In his paper titled “Those Who Make the Rules, Rule,” Omar H. Ali begins by saying, “Political parties are corrupt, and Americans know it.”
Ali, the director of research for the Committee for a Unified Independent Party, spoke last night about the perils of a two-party system. The event, sponsored by the Yale Political Union, drew a crowd of about 50 students who listened to his presentation and later asked questions and responded to his comments.
Some students hissed in dissent while others slapped their thighs in support of Ali’s opinions.
Ali said his mission is to educate students and encourage Americans to get involved with their government.
“I’m looking for students who are independent-minded and want to build a political presence as Independents in their campuses and communities,” Ali said. “[We need] to democratize our system so that ordinary Americans, not just special interests, be they political parties or corporations, determine public policy, both domestic and foreign.”

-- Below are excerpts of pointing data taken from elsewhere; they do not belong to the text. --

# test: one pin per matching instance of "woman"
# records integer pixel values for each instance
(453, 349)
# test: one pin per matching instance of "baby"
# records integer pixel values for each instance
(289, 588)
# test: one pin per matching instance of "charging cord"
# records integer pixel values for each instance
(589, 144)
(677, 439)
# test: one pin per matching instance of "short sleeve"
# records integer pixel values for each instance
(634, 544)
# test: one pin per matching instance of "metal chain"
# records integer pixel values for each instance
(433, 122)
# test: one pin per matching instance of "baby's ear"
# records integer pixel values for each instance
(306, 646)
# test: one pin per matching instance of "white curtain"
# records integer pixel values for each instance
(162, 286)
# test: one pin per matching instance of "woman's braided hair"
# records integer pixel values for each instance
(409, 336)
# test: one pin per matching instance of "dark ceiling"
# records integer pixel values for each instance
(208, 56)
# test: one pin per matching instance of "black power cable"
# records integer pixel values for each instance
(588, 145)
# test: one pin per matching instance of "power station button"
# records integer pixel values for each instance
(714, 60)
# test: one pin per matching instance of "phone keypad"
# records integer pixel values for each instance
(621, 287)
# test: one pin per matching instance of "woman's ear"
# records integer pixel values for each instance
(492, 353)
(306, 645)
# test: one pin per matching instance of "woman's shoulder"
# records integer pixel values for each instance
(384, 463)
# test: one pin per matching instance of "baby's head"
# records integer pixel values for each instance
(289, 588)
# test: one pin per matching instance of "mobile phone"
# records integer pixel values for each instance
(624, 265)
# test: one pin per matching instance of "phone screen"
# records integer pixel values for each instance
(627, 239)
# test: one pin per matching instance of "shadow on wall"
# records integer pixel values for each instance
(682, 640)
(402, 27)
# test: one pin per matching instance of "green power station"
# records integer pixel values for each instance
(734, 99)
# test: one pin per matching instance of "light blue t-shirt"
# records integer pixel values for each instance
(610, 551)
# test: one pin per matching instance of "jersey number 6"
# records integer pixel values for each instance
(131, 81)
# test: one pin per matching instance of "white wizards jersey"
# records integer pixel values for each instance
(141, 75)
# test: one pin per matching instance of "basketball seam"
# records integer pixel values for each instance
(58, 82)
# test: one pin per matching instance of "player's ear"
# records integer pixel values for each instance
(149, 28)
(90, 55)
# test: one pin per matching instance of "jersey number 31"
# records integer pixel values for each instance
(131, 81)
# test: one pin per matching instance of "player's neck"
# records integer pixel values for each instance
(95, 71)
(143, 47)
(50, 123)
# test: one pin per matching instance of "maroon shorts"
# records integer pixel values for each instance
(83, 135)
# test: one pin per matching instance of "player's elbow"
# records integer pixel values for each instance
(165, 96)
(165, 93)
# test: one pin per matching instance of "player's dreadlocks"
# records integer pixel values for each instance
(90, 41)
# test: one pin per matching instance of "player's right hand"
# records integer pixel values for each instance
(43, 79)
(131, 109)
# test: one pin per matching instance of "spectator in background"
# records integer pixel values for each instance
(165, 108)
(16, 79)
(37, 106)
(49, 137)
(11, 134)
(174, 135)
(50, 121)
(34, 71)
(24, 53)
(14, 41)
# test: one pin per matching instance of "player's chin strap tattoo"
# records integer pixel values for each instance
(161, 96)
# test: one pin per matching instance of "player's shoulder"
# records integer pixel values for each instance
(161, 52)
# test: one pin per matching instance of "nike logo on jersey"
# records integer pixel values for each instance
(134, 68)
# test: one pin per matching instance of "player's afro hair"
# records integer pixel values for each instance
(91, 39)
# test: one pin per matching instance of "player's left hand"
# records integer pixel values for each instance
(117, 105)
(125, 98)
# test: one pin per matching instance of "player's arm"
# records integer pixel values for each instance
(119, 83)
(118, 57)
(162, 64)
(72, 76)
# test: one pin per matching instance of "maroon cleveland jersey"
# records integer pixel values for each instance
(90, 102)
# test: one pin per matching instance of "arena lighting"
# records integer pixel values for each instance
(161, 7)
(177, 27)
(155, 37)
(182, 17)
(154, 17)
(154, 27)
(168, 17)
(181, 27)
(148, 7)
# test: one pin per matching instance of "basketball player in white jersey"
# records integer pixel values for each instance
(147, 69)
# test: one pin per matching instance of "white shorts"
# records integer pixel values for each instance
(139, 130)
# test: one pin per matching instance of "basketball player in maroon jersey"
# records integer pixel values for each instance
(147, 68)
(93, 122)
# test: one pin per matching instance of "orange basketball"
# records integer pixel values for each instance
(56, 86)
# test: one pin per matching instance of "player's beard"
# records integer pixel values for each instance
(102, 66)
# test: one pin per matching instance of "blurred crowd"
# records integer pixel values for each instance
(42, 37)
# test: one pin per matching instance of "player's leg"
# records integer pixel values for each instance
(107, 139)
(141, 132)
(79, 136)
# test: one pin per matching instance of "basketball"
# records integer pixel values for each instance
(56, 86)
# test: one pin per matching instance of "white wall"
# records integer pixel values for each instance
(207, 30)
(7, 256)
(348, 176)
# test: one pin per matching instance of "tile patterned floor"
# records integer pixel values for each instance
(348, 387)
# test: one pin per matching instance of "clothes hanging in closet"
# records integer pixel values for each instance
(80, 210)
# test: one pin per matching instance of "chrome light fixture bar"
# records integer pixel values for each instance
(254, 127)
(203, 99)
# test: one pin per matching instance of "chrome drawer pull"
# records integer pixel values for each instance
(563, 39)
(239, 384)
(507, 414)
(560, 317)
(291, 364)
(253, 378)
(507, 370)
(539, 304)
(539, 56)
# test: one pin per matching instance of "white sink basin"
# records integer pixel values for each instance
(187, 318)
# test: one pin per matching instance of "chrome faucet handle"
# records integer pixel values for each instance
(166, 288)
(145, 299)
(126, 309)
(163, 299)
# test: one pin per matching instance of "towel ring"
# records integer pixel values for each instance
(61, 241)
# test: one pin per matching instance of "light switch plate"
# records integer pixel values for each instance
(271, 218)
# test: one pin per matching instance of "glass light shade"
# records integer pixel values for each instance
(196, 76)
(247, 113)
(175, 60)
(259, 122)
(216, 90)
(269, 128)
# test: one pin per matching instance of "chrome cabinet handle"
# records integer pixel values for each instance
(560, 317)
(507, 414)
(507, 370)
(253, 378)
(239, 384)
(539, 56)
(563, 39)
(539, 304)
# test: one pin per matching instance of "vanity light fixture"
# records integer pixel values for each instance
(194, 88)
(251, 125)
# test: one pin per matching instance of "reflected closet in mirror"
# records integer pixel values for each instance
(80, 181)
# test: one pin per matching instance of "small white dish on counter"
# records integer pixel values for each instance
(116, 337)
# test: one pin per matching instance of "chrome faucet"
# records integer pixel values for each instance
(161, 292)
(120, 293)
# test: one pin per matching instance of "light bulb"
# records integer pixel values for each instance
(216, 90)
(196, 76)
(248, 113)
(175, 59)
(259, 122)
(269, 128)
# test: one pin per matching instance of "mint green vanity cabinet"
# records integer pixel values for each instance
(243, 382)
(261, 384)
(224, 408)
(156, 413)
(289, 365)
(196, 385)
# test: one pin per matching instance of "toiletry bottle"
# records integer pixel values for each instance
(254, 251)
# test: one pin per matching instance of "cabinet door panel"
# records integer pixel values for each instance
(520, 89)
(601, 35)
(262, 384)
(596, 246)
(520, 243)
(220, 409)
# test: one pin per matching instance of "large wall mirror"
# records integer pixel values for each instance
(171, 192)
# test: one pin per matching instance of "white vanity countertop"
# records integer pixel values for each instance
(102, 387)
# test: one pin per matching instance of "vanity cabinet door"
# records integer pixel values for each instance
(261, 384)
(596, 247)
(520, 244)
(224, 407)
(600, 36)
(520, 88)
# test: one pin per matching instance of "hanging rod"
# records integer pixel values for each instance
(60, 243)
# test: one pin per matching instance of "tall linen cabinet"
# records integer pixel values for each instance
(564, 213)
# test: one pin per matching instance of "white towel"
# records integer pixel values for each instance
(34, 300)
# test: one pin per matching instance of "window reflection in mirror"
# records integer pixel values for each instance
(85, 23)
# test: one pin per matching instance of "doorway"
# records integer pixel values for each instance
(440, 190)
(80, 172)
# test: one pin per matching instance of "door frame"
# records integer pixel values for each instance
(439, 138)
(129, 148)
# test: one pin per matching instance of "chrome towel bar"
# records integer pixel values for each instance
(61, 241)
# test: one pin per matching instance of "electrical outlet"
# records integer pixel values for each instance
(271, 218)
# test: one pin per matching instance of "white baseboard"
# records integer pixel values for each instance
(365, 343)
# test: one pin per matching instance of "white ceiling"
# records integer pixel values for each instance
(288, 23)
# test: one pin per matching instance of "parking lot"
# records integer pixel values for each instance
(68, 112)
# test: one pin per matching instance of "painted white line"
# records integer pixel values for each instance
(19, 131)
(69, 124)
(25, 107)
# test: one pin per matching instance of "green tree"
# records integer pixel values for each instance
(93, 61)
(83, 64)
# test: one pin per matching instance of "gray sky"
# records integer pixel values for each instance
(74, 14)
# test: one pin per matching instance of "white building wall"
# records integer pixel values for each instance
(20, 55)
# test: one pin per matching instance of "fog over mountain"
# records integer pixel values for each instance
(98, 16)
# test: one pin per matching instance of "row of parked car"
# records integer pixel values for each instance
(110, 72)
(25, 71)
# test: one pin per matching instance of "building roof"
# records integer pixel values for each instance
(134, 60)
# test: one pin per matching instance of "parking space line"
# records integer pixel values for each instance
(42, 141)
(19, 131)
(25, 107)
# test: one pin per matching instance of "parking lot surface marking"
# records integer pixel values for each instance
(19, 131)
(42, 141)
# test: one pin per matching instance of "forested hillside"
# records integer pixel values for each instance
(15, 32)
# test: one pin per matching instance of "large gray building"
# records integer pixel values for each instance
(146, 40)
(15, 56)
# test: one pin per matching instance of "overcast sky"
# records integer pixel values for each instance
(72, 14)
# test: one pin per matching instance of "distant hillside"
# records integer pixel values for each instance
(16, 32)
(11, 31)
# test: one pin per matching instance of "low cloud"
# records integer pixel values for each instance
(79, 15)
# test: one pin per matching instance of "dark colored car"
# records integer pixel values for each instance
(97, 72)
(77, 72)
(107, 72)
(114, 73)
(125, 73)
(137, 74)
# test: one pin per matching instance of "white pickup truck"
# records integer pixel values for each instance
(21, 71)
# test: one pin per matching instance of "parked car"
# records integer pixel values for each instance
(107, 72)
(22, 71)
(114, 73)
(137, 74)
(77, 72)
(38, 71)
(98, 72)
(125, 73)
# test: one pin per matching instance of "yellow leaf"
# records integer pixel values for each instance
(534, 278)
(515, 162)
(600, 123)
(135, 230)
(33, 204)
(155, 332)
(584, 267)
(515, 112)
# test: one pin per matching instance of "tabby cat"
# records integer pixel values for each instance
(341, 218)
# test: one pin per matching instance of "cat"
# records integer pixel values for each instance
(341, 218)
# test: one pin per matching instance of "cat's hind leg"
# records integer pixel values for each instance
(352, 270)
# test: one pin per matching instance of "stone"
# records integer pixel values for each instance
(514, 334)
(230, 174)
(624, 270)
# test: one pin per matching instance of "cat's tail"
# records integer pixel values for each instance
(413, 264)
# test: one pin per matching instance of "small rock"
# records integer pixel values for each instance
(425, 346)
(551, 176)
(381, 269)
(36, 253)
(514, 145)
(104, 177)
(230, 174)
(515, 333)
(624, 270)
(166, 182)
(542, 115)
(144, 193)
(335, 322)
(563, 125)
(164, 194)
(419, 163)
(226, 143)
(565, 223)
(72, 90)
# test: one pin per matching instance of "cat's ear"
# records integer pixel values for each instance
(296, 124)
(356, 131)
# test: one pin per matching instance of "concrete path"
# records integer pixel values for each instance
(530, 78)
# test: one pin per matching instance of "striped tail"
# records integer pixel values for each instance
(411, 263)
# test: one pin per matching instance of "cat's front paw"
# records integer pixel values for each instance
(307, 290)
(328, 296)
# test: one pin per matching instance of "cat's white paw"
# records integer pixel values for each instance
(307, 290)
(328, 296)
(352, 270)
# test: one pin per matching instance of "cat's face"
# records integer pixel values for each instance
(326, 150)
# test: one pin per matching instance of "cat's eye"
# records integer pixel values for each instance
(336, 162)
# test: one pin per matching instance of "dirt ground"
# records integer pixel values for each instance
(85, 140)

Ali spoke against the two-party system, saying that it stifles freedom and is “the most corrosive element of our democracy.”
“The two major parties have taken over our government,” Ali said. “A coup d’etat has taken place.”
Ali said the two parties “have rigged the game.”
Ali used historical examples in support of his case against parties, citing George Washington’s warning against factions.
Ali called for a “fundamental restructuring of politics. — What I’m calling for — and what I think Americans are calling for — is a substantial increase in democracy.”
Ali said he wants more people to participate in the government, regardless of what their current alignment is.
“I think you can remain a Democrat but still work as an Independent,” he said, adding that one way of furthering political progress is to build on the interests of Democrats and Republicans, and joining them on certain issues.
Ali stressed the importance of participation in politics, saying that his goal is to advance democracy and bring Americans together.
Yevgeny Vilensky ’03 said he does not classify himself as an Independent, but added that he does not necessarily favor the two leading political parties.
Vilensky said he attends most YPU functions, regardless of the topic under discussion.
“The YPU is about debate,” Vilensky said. “I often disagree with the resolution and that’s why I go up and give a speech in the negative.”